A February 1, 2015 article in Bloomberg “The Treasury Market’s Legendary Liquidity Has Been Drying Up” by Liz Capo McCormick and Daniel Kruger got us thinking about haircuts on HQLA. Is it time to re-think what the right level is given diminished liquidity?
We have read about dealer inventories in the corporate bond market that have fallen to a fraction of what they were. The result has been lack of liquidity & more volatility. A research piece by Will Rhode when he was at Tabb Group put it aptly, describing corporate bond liquidity as: “a mile wide and an inch deep”. The Bloomberg article tells us that US Treasuries may now suffer a similar fate.
The authors write:
- “…How much depth has the market lost? A year ago, you could trade about $280 million of Treasuries without causing prices to move, according to JPMorgan Chase & Co. Now, it’s $80 million…”

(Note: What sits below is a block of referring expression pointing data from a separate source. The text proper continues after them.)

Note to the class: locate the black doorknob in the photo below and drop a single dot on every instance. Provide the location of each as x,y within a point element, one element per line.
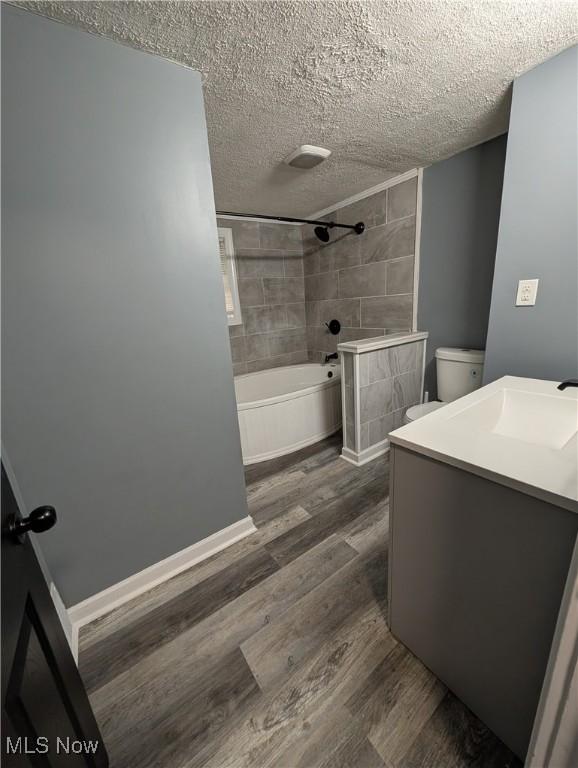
<point>39,520</point>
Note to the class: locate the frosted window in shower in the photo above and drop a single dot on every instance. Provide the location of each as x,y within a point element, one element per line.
<point>229,274</point>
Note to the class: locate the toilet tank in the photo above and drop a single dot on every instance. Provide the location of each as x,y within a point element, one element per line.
<point>459,371</point>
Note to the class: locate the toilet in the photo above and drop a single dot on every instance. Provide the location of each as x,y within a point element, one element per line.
<point>459,372</point>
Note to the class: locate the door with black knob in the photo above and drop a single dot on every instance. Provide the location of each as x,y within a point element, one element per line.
<point>46,715</point>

- “…JPMorgan, one of the 22 primary dealers that trade with the Fed, estimates the amount of 10-year notes available to buy or sell at one time without moving prices has fallen more than 70 percent in the past year….”

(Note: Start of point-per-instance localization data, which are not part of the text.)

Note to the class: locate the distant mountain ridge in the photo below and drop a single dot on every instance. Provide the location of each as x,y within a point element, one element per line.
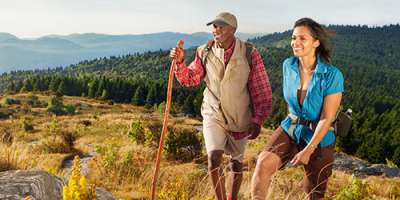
<point>62,50</point>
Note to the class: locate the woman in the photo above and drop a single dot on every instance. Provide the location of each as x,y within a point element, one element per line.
<point>313,90</point>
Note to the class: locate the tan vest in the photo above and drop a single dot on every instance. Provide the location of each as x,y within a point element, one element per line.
<point>226,97</point>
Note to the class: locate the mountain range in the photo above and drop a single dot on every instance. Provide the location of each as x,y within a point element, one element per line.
<point>61,50</point>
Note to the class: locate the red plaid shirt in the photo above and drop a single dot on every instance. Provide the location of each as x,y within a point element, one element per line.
<point>258,83</point>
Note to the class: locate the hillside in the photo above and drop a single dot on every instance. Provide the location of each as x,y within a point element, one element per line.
<point>117,145</point>
<point>365,55</point>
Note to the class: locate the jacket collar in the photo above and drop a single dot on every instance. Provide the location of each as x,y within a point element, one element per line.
<point>320,68</point>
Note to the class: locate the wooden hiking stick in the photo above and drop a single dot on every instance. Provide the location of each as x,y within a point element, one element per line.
<point>165,124</point>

- “…The shift reflects the unintended consequences of new financial regulations, which have made bond dealers less willing to hold inventory and facilitate trades, as well as the Fed’s debt purchases to shore up the economy…”

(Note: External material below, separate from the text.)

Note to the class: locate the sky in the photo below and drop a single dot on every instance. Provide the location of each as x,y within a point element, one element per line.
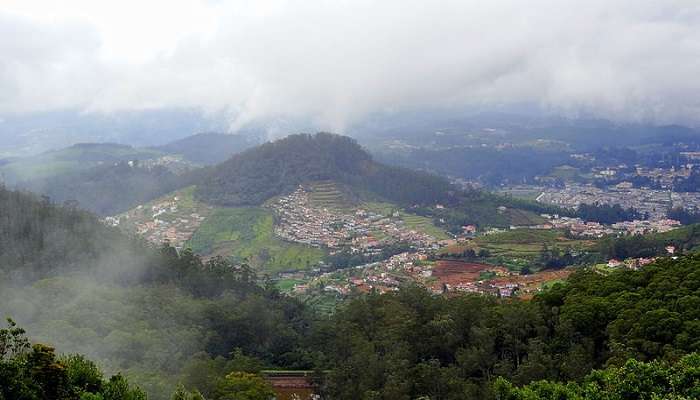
<point>336,62</point>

- “…As Wall Street dealers offer fewer bonds at a given price to contend with the onslaught of demand, volatility has increased. Average intraday swings for Treasuries are the now most pronounced since October, data compiled by JPMorgan show…”
Repo dealers rely on markets to liquidate positions from defaulted clients. The less liquid and more volatile the paper, the more difficult this is to do. To protect from this risk, haircuts are taken. The more volatile the paper, the greater the haircut needs to be. If you can’t sell more than $80 mm 10 year notes without moving the market, that is a problem. What happens when someone needs to buy or sell $1 bio or more, especially in a repo liquidation that will probably be an open secret (read: fire sale). Is it time to re-think the very low haircuts — sometimes zero — taken on US Treasuries?
As the violent market rally on October 15th showed, there are risks in both directions. Shorts got hurt badly that morning. Often dealers don’t take haircuts when lending bonds, thinking the dealer has the high quality assets (cash) and thus limited exposure. That is not always the case.
Should haircuts on HQLA go up when liquidity goes down? Yes. But what is the appropriate trigger? Will we know it when we see it? Is small, frequent fine tuning better than infrequent big changes in margin — avoiding the kind of cliff risk that worries the regulators? Probably.
Listed and OTC Derivatives CCPs take initial margin irrespective of the direction of the exposure (although it is subject to netting like repo), recognizing that markets can move both directions. And initial margin, while usually sticky, can move when markets move. (See our January 14, 2015 post “Fed’s Dec. 2014 Senior Credit Officer Opinion Survey (SCOOS): balance sheet tightening, margins and volatility” and the January 21, 2015 post “Leveraging CHF clients 200:1. We’ve seen this movie before.”)
Derivatives markets (and in particular listed derivatives markets) seem to be more nimble at adjusting initial margin than repo markets (and especially better than tri-party repo). Perhaps there are some lessons to be learned.